Now, I guess other people look at the authorities differently. Michelle Malkin provides part of a transcript of an undercover reporter who posed as a 15-year-old girl trying to get an abortion. Problem is, if the father of the unborn child is 23, as she claimed, there's a statutory rape to deal with, for which the law says reporting is mandatory. Not at Planned Parenthood:
Planned Parenthood: If you're fifteen, we have to report it. If you're not, if you're older than that, then we don't need to.
Fifteen Year Old: Okay, but if I just say I'm not fifteen, then it's different? So I could just say ...?
Planned Parenthood: You could say sixteen.
Fifteen Year Old: I could say sixteen.
Planned Parenthood: Yes.
Fifteen Year Old: Okay, yeah. So I would just write sixteen?
Planned Parenthood: Well just figure out a birthdate that works. And I don't know anything.
Well, the staff member knows nothing except the relevant law, the fact that age fifteen is a legal problem, she knows that lying is easy, that the law is a pain-in-the-neck, and that government is the heavy in this case. The premise is that the law (protecting children from being sexually abused by adults) is unhelpful for the business goals of Planned Parenthood, which makes a boatload of money from the very fact that children are regularly sexually abused by adults.
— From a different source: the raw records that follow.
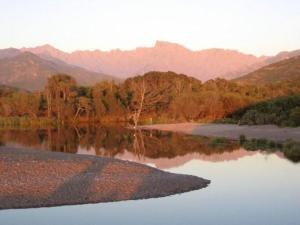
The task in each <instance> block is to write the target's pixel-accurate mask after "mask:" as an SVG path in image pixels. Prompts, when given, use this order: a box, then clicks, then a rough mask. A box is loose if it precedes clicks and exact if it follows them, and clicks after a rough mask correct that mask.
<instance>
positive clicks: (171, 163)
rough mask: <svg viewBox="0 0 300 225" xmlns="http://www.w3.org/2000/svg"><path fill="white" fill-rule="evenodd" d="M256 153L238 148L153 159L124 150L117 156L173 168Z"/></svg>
mask: <svg viewBox="0 0 300 225" xmlns="http://www.w3.org/2000/svg"><path fill="white" fill-rule="evenodd" d="M254 154H256V152H250V151H246V150H244V149H238V150H236V151H233V152H223V153H220V154H218V153H216V154H212V155H205V154H201V153H188V154H186V155H183V156H176V157H174V158H171V159H170V158H158V159H152V158H148V157H138V156H137V155H134V154H133V153H131V152H128V151H126V152H124V153H122V154H118V155H116V156H115V157H116V158H118V159H122V160H128V161H133V162H138V163H143V164H148V165H154V166H155V167H156V168H159V169H171V168H176V167H180V166H182V165H184V164H186V163H187V162H189V161H192V160H201V161H209V162H223V161H231V160H238V159H240V158H242V157H245V156H251V155H254Z"/></svg>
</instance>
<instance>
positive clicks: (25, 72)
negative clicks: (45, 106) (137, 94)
mask: <svg viewBox="0 0 300 225" xmlns="http://www.w3.org/2000/svg"><path fill="white" fill-rule="evenodd" d="M56 73H65V74H70V75H72V76H73V77H74V78H75V79H76V81H77V82H78V83H79V84H80V85H91V84H94V83H96V82H98V81H101V80H112V79H116V78H114V77H112V76H108V75H105V74H100V73H96V72H90V71H88V70H86V69H83V68H80V67H78V66H73V65H68V64H66V63H65V62H63V61H60V60H58V59H55V58H53V59H51V60H50V59H49V60H46V59H43V58H41V57H39V56H37V55H35V54H33V53H30V52H21V51H18V50H17V51H15V50H12V49H8V50H1V51H0V84H2V85H8V86H12V87H17V88H21V89H26V90H41V89H43V88H44V86H45V84H46V82H47V78H48V77H50V76H52V75H54V74H56Z"/></svg>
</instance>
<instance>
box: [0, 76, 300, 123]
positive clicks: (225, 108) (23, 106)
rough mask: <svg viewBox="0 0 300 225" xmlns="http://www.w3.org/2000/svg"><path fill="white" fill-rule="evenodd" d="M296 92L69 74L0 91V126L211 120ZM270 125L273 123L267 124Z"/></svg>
mask: <svg viewBox="0 0 300 225" xmlns="http://www.w3.org/2000/svg"><path fill="white" fill-rule="evenodd" d="M298 93H300V82H299V81H284V82H280V83H275V84H270V85H265V86H258V85H240V84H237V83H235V82H231V81H227V80H224V79H215V80H209V81H207V82H205V83H202V82H201V81H199V80H197V79H195V78H192V77H188V76H186V75H183V74H176V73H173V72H149V73H146V74H144V75H143V76H136V77H133V78H129V79H127V80H125V81H123V82H121V83H115V82H113V81H103V82H100V83H97V84H95V85H94V86H89V87H86V86H80V85H78V84H77V83H76V81H75V79H74V78H72V77H71V76H69V75H65V74H57V75H54V76H52V77H50V78H49V79H48V82H47V85H46V86H45V88H44V89H43V90H42V91H36V92H27V91H23V90H16V89H11V90H8V89H7V88H6V89H5V90H2V91H1V88H0V124H5V123H7V121H16V122H15V123H18V122H19V123H20V121H25V122H24V123H29V124H30V123H33V122H32V121H47V122H49V123H56V124H57V123H58V124H64V123H105V122H129V123H131V124H132V125H133V126H137V124H138V123H158V122H184V121H214V120H218V119H221V118H226V117H228V116H230V115H233V113H235V112H237V111H239V110H241V109H245V108H247V107H249V105H253V104H255V103H258V102H261V101H264V100H269V99H273V98H276V97H279V96H288V95H295V94H298ZM266 116H267V115H266ZM270 121H271V122H272V120H270Z"/></svg>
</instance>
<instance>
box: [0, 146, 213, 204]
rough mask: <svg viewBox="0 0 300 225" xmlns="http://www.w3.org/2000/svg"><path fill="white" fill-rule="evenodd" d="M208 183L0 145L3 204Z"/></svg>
mask: <svg viewBox="0 0 300 225" xmlns="http://www.w3.org/2000/svg"><path fill="white" fill-rule="evenodd" d="M209 183H210V181H209V180H205V179H202V178H199V177H196V176H191V175H179V174H173V173H169V172H164V171H161V170H158V169H155V168H152V167H149V166H146V165H142V164H138V163H134V162H129V161H122V160H118V159H112V158H104V157H95V156H87V155H75V154H68V153H57V152H49V151H38V150H24V149H18V148H8V147H0V209H10V208H32V207H46V206H58V205H74V204H85V203H98V202H112V201H122V200H133V199H145V198H157V197H164V196H168V195H172V194H177V193H183V192H187V191H192V190H197V189H201V188H204V187H207V185H208V184H209Z"/></svg>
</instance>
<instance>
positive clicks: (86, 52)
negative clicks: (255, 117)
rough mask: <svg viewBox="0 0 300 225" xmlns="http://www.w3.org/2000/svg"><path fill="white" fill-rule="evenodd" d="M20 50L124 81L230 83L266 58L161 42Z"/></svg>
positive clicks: (226, 50) (30, 48) (24, 49)
mask: <svg viewBox="0 0 300 225" xmlns="http://www.w3.org/2000/svg"><path fill="white" fill-rule="evenodd" d="M21 50H22V51H29V52H32V53H34V54H36V55H38V56H40V57H42V58H44V59H49V58H55V59H59V60H62V61H64V62H66V63H68V64H73V65H77V66H80V67H83V68H85V69H88V70H91V71H95V72H101V73H105V74H111V75H114V76H117V77H120V78H123V79H125V78H128V77H130V76H134V75H138V74H144V73H146V72H149V71H162V72H164V71H173V72H176V73H183V74H188V75H191V76H194V77H196V78H198V79H199V80H202V81H206V80H209V79H213V78H216V77H222V78H227V79H230V78H235V77H237V76H240V75H241V74H242V73H246V72H248V71H249V70H251V68H252V66H253V65H256V64H259V63H261V62H262V61H263V60H264V59H265V58H266V57H255V56H253V55H246V54H243V53H240V52H238V51H234V50H224V49H207V50H202V51H191V50H189V49H187V48H185V47H184V46H181V45H179V44H175V43H169V42H163V41H157V42H156V44H155V46H154V47H140V48H136V49H134V50H129V51H121V50H118V49H117V50H112V51H109V52H105V51H101V50H95V51H75V52H72V53H66V52H63V51H60V50H58V49H56V48H54V47H52V46H50V45H44V46H40V47H36V48H23V49H21Z"/></svg>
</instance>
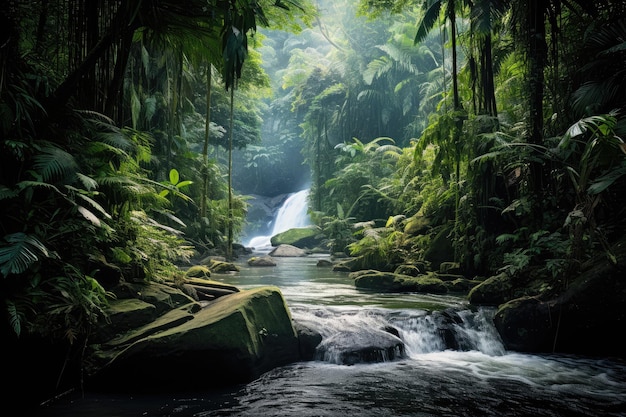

The only people who look at reporting crime as burdensome are the people who are on the side of the criminals -- no surprise there. [You-tube video here.]
UPDATE: Planned Parenthood has responded by threatening to sue the girl who collected the damaging information. Claiming that she violated privacy laws, the they insist that the clinic worker breaking the law was an aberration in an operation that is law abiding. A past investigation suggests that's not true:
In 2002, an activist group called Life Dynamics ran a campaign in which a woman posing as a 13-year old impregnated by a 22-year-old and called clinics operated by Planned Parenthood and the National Abortion Federation. The group has compiled tapes of workers encouraging girls to lie about their age to avoid being reported as a victim.
The group claims to have collected "over 800 tape recordings that show how Planned Parenthood and NAF workers secure business from victims of statutory rape by undermining parental authority, encouraging children to lie and promising minors that their employees will ignore mandatory reporting laws."
"[T]ell them your boyfriend is 16 or something because he could get in a lot of trouble," one employee in Alaska told the caller. A worker in North Carolina told the caller, "I wouldn't advise you to say anything about your boyfriend being 22, because that's statutory rape."
Life Dynamics founder Mark Crutcher told Cybercast News Service Monday that telling girls to lie about their age is standard practice for abortion clinics because "there's lots of money in this."
Privacy laws are Planned Parenthood's friends. Rape laws are ... um, problemmatic.